Le candidat démocrate à la Maison-blanche anticipe une nouvelle détérioration de la conjoncture aux États-Unis. Barack Obama propose donc un second plan de relance, jugeant que celui mis en œuvre au printemps n'a pas suffi. Il vient de relever le montant de ce nouveau paquet de 75 à 115 milliards de dollars. Le plan comprend des rabais d'impôts aux classes moyennes et des versements directs d'aides aux personnes âgées et aux chômeurs, ainsi que des aides aux collectivités locales pour la reconstruction de leurs infrastructures notamment routières.
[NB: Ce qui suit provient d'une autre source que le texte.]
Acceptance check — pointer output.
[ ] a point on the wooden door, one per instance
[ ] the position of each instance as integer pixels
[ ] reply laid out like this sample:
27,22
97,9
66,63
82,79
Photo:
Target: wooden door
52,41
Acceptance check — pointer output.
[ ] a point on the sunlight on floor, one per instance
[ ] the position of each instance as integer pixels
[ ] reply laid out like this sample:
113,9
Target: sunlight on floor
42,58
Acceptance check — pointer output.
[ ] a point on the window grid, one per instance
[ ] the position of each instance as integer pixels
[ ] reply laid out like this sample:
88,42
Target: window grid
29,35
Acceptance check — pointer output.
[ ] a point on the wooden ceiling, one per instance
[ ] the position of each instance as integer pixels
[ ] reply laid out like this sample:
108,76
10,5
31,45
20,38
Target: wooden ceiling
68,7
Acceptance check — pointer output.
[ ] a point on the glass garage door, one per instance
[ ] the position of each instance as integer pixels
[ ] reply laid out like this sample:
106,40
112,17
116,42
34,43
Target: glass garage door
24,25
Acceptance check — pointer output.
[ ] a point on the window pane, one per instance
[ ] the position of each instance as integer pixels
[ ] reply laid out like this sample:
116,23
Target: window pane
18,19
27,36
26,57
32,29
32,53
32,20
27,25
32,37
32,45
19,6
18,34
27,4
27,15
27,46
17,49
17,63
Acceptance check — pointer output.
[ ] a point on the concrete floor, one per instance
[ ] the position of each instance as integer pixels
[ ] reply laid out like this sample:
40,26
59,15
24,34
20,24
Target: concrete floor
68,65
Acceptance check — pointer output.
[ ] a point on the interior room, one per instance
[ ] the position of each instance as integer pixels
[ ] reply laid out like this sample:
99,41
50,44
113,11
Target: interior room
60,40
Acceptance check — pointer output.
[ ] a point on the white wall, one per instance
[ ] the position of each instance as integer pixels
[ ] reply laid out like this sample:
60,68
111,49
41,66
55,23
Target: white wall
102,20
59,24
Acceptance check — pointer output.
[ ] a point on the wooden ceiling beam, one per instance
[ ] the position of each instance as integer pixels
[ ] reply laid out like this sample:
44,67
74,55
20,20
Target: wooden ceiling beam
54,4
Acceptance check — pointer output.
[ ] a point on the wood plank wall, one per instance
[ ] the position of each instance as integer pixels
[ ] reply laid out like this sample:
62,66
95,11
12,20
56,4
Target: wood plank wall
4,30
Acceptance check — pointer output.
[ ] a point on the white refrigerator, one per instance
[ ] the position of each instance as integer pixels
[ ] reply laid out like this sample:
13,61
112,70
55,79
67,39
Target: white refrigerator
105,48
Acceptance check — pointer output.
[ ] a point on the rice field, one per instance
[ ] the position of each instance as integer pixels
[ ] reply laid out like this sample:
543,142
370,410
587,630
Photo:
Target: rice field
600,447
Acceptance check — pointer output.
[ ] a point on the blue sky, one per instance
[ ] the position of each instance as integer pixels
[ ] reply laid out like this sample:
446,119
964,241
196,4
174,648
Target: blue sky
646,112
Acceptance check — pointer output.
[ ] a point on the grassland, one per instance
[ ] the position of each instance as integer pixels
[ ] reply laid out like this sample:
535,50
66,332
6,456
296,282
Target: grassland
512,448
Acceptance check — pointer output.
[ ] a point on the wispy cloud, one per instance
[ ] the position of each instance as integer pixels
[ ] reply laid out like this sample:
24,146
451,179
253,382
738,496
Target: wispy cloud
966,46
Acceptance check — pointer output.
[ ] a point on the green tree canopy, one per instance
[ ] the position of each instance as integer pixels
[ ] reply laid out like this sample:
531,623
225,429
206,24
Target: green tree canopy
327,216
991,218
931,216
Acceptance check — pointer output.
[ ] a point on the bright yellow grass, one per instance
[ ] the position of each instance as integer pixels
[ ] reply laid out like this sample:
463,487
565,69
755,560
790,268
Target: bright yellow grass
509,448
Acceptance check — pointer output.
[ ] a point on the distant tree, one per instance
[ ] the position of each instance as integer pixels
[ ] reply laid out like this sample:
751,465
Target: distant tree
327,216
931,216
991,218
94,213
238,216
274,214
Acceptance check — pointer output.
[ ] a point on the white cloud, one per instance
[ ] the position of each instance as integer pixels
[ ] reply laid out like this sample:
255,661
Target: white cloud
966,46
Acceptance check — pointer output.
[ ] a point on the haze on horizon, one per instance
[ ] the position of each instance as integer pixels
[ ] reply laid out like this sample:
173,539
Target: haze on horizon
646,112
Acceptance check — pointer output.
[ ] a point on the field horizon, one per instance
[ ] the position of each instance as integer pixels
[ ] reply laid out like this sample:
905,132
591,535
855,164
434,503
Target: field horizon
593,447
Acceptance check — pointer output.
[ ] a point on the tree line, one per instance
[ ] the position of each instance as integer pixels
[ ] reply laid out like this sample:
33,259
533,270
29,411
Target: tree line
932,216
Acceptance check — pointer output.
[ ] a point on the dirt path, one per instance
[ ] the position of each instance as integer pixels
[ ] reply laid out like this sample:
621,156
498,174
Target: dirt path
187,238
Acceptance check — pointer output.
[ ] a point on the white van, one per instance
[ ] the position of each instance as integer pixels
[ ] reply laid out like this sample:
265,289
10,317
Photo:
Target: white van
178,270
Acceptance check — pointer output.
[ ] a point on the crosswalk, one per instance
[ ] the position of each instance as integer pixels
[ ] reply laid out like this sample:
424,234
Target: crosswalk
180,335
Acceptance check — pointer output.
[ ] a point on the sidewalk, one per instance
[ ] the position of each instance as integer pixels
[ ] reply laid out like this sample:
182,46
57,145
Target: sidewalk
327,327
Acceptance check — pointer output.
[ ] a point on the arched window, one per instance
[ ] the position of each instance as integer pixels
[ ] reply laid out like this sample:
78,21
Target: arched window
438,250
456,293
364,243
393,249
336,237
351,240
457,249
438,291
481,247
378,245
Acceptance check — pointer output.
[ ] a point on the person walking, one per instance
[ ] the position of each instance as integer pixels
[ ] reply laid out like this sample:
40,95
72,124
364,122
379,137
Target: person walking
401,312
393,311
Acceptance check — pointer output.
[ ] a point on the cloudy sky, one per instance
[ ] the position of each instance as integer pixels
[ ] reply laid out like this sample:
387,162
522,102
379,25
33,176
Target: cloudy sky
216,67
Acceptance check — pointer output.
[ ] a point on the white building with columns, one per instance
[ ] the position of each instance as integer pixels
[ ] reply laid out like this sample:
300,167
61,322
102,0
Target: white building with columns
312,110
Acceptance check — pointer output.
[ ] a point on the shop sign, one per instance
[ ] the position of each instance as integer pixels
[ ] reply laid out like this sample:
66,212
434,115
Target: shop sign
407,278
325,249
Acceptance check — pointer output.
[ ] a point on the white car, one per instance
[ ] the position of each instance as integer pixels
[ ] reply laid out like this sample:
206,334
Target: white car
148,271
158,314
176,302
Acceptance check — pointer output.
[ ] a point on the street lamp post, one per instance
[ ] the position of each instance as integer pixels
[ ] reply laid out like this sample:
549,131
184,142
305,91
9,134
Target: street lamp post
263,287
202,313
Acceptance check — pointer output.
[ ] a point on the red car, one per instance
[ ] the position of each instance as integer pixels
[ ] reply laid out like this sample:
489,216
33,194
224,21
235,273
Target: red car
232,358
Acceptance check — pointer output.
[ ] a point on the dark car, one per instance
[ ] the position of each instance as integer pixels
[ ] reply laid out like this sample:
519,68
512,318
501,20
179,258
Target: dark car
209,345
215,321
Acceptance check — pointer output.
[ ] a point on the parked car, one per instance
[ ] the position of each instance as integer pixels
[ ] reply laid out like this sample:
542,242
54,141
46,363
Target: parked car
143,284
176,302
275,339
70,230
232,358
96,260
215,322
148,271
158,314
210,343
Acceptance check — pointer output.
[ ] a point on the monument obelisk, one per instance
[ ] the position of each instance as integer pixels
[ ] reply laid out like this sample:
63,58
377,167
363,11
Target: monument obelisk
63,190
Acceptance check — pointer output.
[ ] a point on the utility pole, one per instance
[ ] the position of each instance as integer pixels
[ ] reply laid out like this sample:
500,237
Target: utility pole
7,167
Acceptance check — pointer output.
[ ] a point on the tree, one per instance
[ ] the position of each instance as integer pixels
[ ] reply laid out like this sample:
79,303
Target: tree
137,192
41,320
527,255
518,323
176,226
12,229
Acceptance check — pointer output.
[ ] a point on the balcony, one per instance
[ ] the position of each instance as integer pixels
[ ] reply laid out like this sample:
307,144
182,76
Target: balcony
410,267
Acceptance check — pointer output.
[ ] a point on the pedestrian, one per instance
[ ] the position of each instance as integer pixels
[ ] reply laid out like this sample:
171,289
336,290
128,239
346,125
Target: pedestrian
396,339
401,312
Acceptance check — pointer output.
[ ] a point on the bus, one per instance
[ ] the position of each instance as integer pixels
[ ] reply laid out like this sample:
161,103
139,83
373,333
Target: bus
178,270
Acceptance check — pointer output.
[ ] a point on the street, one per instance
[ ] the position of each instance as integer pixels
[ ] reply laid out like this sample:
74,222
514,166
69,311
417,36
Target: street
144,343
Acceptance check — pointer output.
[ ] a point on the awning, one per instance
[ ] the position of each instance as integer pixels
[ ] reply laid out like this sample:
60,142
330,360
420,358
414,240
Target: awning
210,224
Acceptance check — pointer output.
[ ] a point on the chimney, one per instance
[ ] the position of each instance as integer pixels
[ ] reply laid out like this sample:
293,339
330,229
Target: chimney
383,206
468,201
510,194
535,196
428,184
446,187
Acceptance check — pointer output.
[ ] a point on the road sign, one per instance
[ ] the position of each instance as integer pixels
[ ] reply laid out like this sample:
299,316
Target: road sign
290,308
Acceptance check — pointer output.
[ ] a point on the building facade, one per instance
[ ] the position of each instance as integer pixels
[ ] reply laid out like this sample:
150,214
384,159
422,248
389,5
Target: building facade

L'indépendance énergétique des États-Unis est une priorité du sénateur de l'Illinois. Pour s'en approcher, il propose de dépenser 150 milliards de dollars sur une période de dix ans pour stimuler la recherche et le développement d'énergies propres et renouvelables.
Son objectif : que 10 % de l'électricité consommée aux États-Unis proviennent de sources propres et durables, dès la fin de son premier mandat, en 2013.
Fidèle à la tradition interventionniste du Parti démocrate, Obama ose parler d'un prêt de 4 milliards de dollars que l'Oncle Sam ferait aux constructeurs automobiles pour que ces derniers redéploient leurs usines en vue de produire des véhicules économiques. Pour aider à financer ce type de mesures, il reprend à son compte l'idée populiste d'une surtaxe des profits des compagnies pétrolières.
En matière de santé, le candidat démocrate promet une couverture d'assurance aux 46 millions d'Américains qui n'en ont pas aujourd'hui. Coût estimé de cette promesse centrale : 50 à 65 milliards de dollars par an. Des hausses d'impôts fédéraux frappant les contribuables les plus riches sont censées financer cette réforme. Elles prendraient la forme du rétablissement des tranches supérieures d'impôts sur le revenu de 39,6 % et 36 % éliminées par le président Bush.
En réponse à la colère des syndicats, Barack Obama promet de renégocier avec le Mexique et le Canada des amendements à l'Accord de libre-échange nord-américain. Il souhaite aussi supprimer des avantages fiscaux aux entreprises qui délocalisent leur production.